金星の科学

なぜ金星か ---金星を知り, 地球を知る---

今村剛 (JAXA)

ふたたび金星へ

金星は日本では明けの明星、宵の明星と呼ばれ、古来より地域や人種を問わず親しまれてきた天体である。 金星とは気づいていなくても、多くの人が一番星として眺めたことがあるだろう。 太陽と月を除くと金星は全天でもっとも明るい星で、この明るさは金星に差し込む太陽光の78%が厚い雲で跳ね返されることによる (地球ではこの割合は30%である)。 この雲惑星の濃密な大気や、その下に広がる大地は人類の想像力をかきたて、 東西冷戦時代にアメリカと旧ソ連によって競い合うように探査機が送り込まれた。 その後はしばらく探査が途絶えたが、世界の多くの惑星科学者が金星への回帰を訴え続け、 21世紀に入って日本のプラネットCと欧州のビーナスエクスプレスが始動した。

灼熱の惑星

金星は、太陽から約1億820kmの距離(地球−太陽間の0.72倍)のところを公転する地球型惑星、つまり岩石の地面をもつ惑星である。 大きさや密度が地球と同じくらいであるため、金星は地球と似た過程で作られた双子のような惑星であると考えられているが、 その環境は地球とはかなり違っている。 海はなく、大気は地球に比べて乾燥している。 地球で見られるプレートテクトニクス(大陸移動)は今の金星では起こっていないようであるが、地表面は比較的新しく、 数億年前に大規模な火成活動が起こったと考えられている。 大気は主に二酸化炭素からなり、その量がとても多いために地表気圧は90気圧にもなる。 高度60kmあたりには硫酸の雲があり、この雲は地球の雲と違って惑星全体をすき間なくおおっている。 雲は時速400kmという速さで東から西へと流れている。

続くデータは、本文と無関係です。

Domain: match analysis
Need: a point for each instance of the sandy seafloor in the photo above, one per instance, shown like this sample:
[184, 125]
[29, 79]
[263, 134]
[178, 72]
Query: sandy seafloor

地表気温は460℃にも達するが、この高温は金星が太陽に近いことが直接的な原因ではない。 金星に届く太陽光は厚い雲によりほとんどがさえぎられて、地表まで届く量は地球の10分の1である。 金星の地表から空を見上げれば、いつも曇り空で、どんよりと暗いだろう。 それにもかかわらず、大気中の大量の二酸化炭素が温室効果によって熱を閉じ込めるために、 わずかな太陽光エネルギーをもとにして効果的に暖まっているのである。 金星は温暖化の究極の姿を見せていると言える。

金星の来た道

金星と地球はともに約46億年前に誕生したと考えられる。 その頃の金星には地球と同様に大量の水があって海が形成されたということはありそうなことである。 しかし地球より少し太陽に近くて暖かかった金星では、水は徐々に水蒸気となって高層大気に運ばれた後、 太陽からの紫外線によって水素と酸素に分解され、少なくとも水素は重力を振り切って宇宙空間に逃げ出してしまったのかもしれない。 そう考える根拠の一つは、金星大気では通常の水素に対する重水素の割合が地球に比べて100倍も大きいことである。 もともと金星の水には地球と同様に、通常の水素に混じってごくわずか重水素が含まれていたが、 通常の水素に比べて重さが2倍の重水素は流出しにくいため、より多く大気に取り残されたのかもしれない。

金星の大気が大量の二酸化炭素を含むのは、このようにして海が失われたせいかもしれない。 地球では二酸化炭素は海に溶け込んだあと炭酸カルシウムとなって沈澱し、地殻に取り込まれるため、大気中での量は小さく抑えられている。 金星ではそのようなしくみが働かないために、二酸化炭素がすべて大気中に残ったのかもしれない。

惑星気象衛星の挑戦

人類がこれまで手にした金星の情報は断片的なものである。 本当に海はあったのか、水や大気成分はどれほど宇宙空間に逃げたのか、どのような火山活動があるのか、気候のしくみはどうなっているのか ——今も肝心なことは謎に包まれている。 金星の環境の成り立ちがわかれば、地球が金星のようにならずにすんだ理由、 地球だけが温暖で湿潤な生命の星になれた理由がもっとよく分かるに違いない。 この確信が、私たちを金星へと駆り立てる。

日本が送り出すプラネットCは、金星の風の謎に迫る世界初の惑星気象衛星である。 金星は243地球日もかけてゆっくりと自転しているが、大気はその60倍(時速400km)もの猛スピードで西向きに流れ、4地球日で金星を1周している。 このような風が金星では生じ、地球では生じないのはなぜなのか? 金星の風の不思議は地球の風の不思議でもある。 この風のメカニズムや、雲が作られるしくみを解明するために、プラネットCは雲の上から下までの大気の運動を3次元的な動画として描き出す。 地球の常識を超えた金星大気の謎が解けるとき、私たちは地球大気を見る新たな視点を獲得していることだろう。